DradenThe Faithful Indeed brother! My post does not meant any disrespect given that I'm also a lead guitarist in our local Church 😉😀 I guess I'm just more comfortable in having a few simple (affordable) delays and overdrives. Heck my most expensive pedal's just a Fulltone Fulldrive II. Cheers!
People using pedals has nothing to do with not being able to play guitar man. It's all about the genre. The pedals give you the tone, at the end of the day they aren't worth anything if you can't play. Not to mention it takes some serious skill to set up tones the way Jeffrey does.
I could not agree more man. Nearly identical pedalboards too. Just because the genre dictates these vibes doesn't mean the technical ability of the player can't be progressive. It's all the same lead lines.
Too much stuff.. Wow.. something very pure and revealing about plugging straight in to an amp with minimal signal interference, maybe a pedal or two at most, not a lot of guys can play that stripped down.. But hey, more power to Ya with all those patches and buttons and stuff..

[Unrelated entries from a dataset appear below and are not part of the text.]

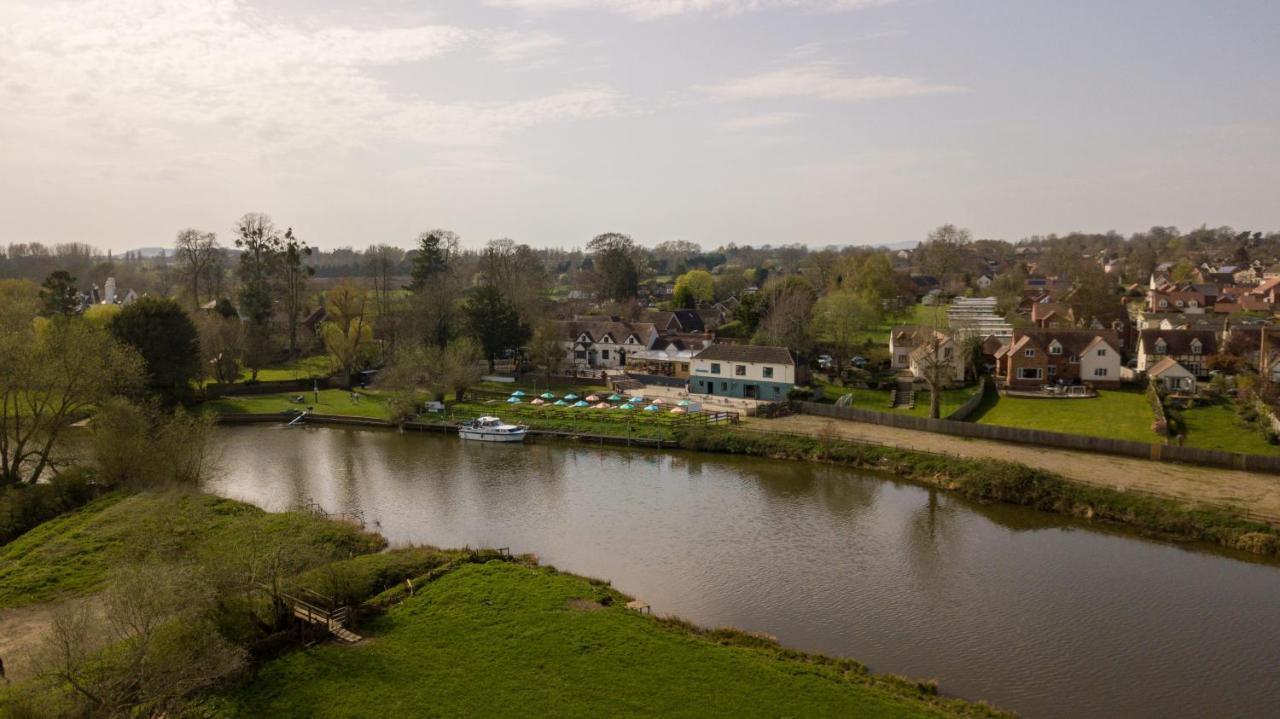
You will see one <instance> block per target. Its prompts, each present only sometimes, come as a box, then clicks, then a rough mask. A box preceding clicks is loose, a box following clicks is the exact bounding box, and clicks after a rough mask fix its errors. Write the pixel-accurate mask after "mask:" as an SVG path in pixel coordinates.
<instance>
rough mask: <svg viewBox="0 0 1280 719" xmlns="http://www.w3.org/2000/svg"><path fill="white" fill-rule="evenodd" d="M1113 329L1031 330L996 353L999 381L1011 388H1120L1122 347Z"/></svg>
mask: <svg viewBox="0 0 1280 719" xmlns="http://www.w3.org/2000/svg"><path fill="white" fill-rule="evenodd" d="M1117 345H1119V340H1117V339H1116V335H1115V333H1112V331H1110V330H1047V329H1038V330H1027V331H1018V333H1015V334H1014V340H1012V342H1011V343H1010V344H1009V345H1007V347H1004V348H1001V349H998V351H996V379H997V380H998V381H1001V383H1002V384H1005V385H1006V386H1009V388H1015V389H1034V388H1039V386H1043V385H1046V384H1055V383H1056V384H1076V383H1085V384H1091V385H1096V386H1103V388H1116V386H1120V367H1121V362H1120V359H1121V358H1120V348H1119V347H1117Z"/></svg>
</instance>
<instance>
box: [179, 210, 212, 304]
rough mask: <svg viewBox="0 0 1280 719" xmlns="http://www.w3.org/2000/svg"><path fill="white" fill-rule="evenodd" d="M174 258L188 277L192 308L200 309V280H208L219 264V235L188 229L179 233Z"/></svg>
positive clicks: (187, 278) (180, 231)
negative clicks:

Eddie Parker I don't like a lot of pedals if I don't connect with them, personally, but honestly I've never had the luxury of playing in a band where they allow my amp-only tone to cut through the mix. In fact, I'd wager it's virtually impossible for me to be heard only using my amp sound. I honestly need flexibility. That's why about 90% of ppl need pedals.
Eddie Parker It's 2017, not 1957. Guitar & amp isn't quite enough anymore. Music has been evolving ever since, I know plenty of guitar players that can play just as well without a pedalboard as with one.